1. The problem statement, all variables and given/known data
The acceleration of a particle is defined by the relation a=0.4(1-kV), where k is a constant. Knowing t=0 the particle starts from rest at x=4m and that when t=15s, V=4 m/s, determine....
a)the constant k
b)the postion when V=6m/s
c) the maximum velocity of the particle

2. Relevant equations

3. The attempt at a solution

a=0.4(1-kV)
0.4(1-kV)=dV/dt.........im lost after this, can someone just simply point me in the right direction.

2. Jan 7, 2010

### ehild

This is a differential equation for v, you can solve it by separation of variables:

$$\int{\frac{dv}{1-kv}=\int{0.4 dt}$$

ehild

3. Jan 7, 2010

### talaroue

let me see if I can take it from here if I can't ill post what work I have done.

4. Jan 7, 2010

### talaroue

I am stuck again, I solved the right side of the equation you created and got .6s. But on the left side i solved by substitution. Where u=1-kV du=k dV so the left side becomes....
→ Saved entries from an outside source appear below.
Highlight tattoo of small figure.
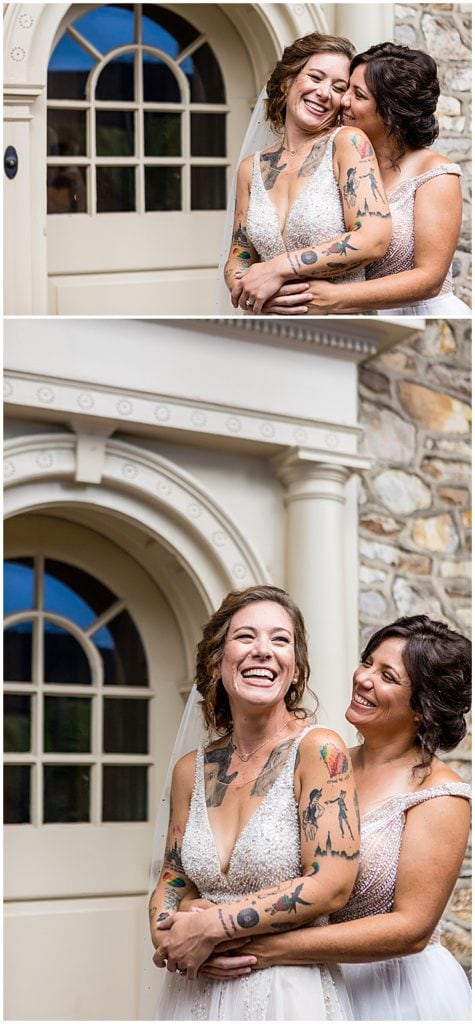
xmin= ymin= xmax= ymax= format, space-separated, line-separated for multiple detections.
xmin=320 ymin=743 xmax=349 ymax=777
xmin=322 ymin=235 xmax=358 ymax=257
xmin=237 ymin=907 xmax=260 ymax=929
xmin=218 ymin=908 xmax=234 ymax=938
xmin=265 ymin=882 xmax=312 ymax=916
xmin=343 ymin=167 xmax=358 ymax=206
xmin=302 ymin=787 xmax=325 ymax=841
xmin=351 ymin=134 xmax=373 ymax=159
xmin=361 ymin=168 xmax=384 ymax=202
xmin=300 ymin=250 xmax=318 ymax=265
xmin=261 ymin=146 xmax=287 ymax=190
xmin=325 ymin=789 xmax=355 ymax=839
(1/k)ln(1-kV) over the intgral of V0=0 V1=4 m/s .....after everything cancels i have (1/k)(ln4k)=.6 is this right? Sorry if it is hard to follow.

5. Jan 7, 2010

### talaroue

which is wrong because those sides do not equal each other when I plug in a number for k

6. Jan 7, 2010

### talaroue

i tried solving with out using u, and i got ln(0) at one point which is impossible to solve so i am once again stuck.

7. Jan 8, 2010

### ehild

You need the function v(t) to get x(t). Integrate with respect to v between 0 and v(t), and between 0 and t on the right side.
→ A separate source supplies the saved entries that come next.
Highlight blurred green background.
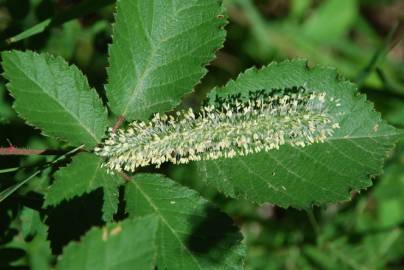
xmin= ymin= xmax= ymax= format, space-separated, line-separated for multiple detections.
xmin=0 ymin=0 xmax=403 ymax=269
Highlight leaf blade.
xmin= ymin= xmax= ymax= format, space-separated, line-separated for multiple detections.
xmin=57 ymin=215 xmax=159 ymax=270
xmin=125 ymin=173 xmax=245 ymax=270
xmin=198 ymin=60 xmax=398 ymax=208
xmin=1 ymin=51 xmax=108 ymax=147
xmin=106 ymin=0 xmax=227 ymax=120
xmin=44 ymin=153 xmax=123 ymax=222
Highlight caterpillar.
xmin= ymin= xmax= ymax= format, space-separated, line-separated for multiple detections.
xmin=94 ymin=89 xmax=341 ymax=173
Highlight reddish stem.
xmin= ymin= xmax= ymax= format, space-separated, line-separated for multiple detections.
xmin=0 ymin=146 xmax=70 ymax=156
xmin=118 ymin=171 xmax=132 ymax=182
xmin=112 ymin=115 xmax=126 ymax=133
xmin=1 ymin=116 xmax=126 ymax=157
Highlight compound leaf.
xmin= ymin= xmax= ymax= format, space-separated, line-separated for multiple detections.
xmin=44 ymin=153 xmax=124 ymax=222
xmin=198 ymin=60 xmax=398 ymax=208
xmin=125 ymin=173 xmax=245 ymax=270
xmin=57 ymin=215 xmax=159 ymax=270
xmin=106 ymin=0 xmax=227 ymax=121
xmin=1 ymin=51 xmax=108 ymax=147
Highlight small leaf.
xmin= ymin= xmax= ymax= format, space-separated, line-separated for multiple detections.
xmin=44 ymin=153 xmax=123 ymax=222
xmin=125 ymin=173 xmax=245 ymax=270
xmin=198 ymin=60 xmax=398 ymax=208
xmin=1 ymin=51 xmax=108 ymax=147
xmin=57 ymin=215 xmax=159 ymax=270
xmin=106 ymin=0 xmax=227 ymax=120
xmin=7 ymin=19 xmax=52 ymax=44
xmin=7 ymin=208 xmax=53 ymax=270
xmin=357 ymin=162 xmax=404 ymax=230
$$\int_{0}^{v(t)}{\frac{dv}{1-kv}=-\frac{1}{k}(\ln(1-kv(t))-\ln(1-0))=0.4t$$

$$-1/k\ln(1-kv(t))=0.4t\rightarrow 1-kv(t)=\exp(-0.4kt)\rightarrow v(t)=1/k(1-\exp(-0.4kt))$$

At t=15 s, v=4 m/s, so 4=1/k(1- exp(-6k)), k=0.25(1-exp(-6k)) It is a bit tricky, to get k from here. Apply some numerical method.

ehild

8. Jan 8, 2010

### Winzer

There are two things you can do from here:
1) Solve for k numerically via computer box
or
2) You can get an approximation by expanding the exponential with a Taylor Series.
$$e^{-0.4 k *15} \approx 1 - 0.4 k*15 + \frac{(-0.4 k*15 )^2}{2}$$
Throw this in your eq. and you should get a decent approximation for k.

9. Jan 8, 2010

### ehild

it is: k=0.1458...

ehild

10. Jan 9, 2010

### talaroue

I was right, i just couldnt figure out how to solve. That mkes me feel better! Thanks for everything you guys!

11. Jan 9, 2010

### talaroue

for the second part I am stuck.....here is my work.... this is problem 11.25

12. Jan 9, 2010

### ehild

I do not understand your last line. It is all right up to then.

After integration, you got:

$$0.4x-1.6=1/k^2[1-kv-ln(1-kv)]_0^6$$

Substitute first v=6, then v=0, and subtract. But how did you get that 48.32?

1-6k-ln(1-6k)=0.1258+2.07317=2.1989, and divided by k^2: 103.6

ehild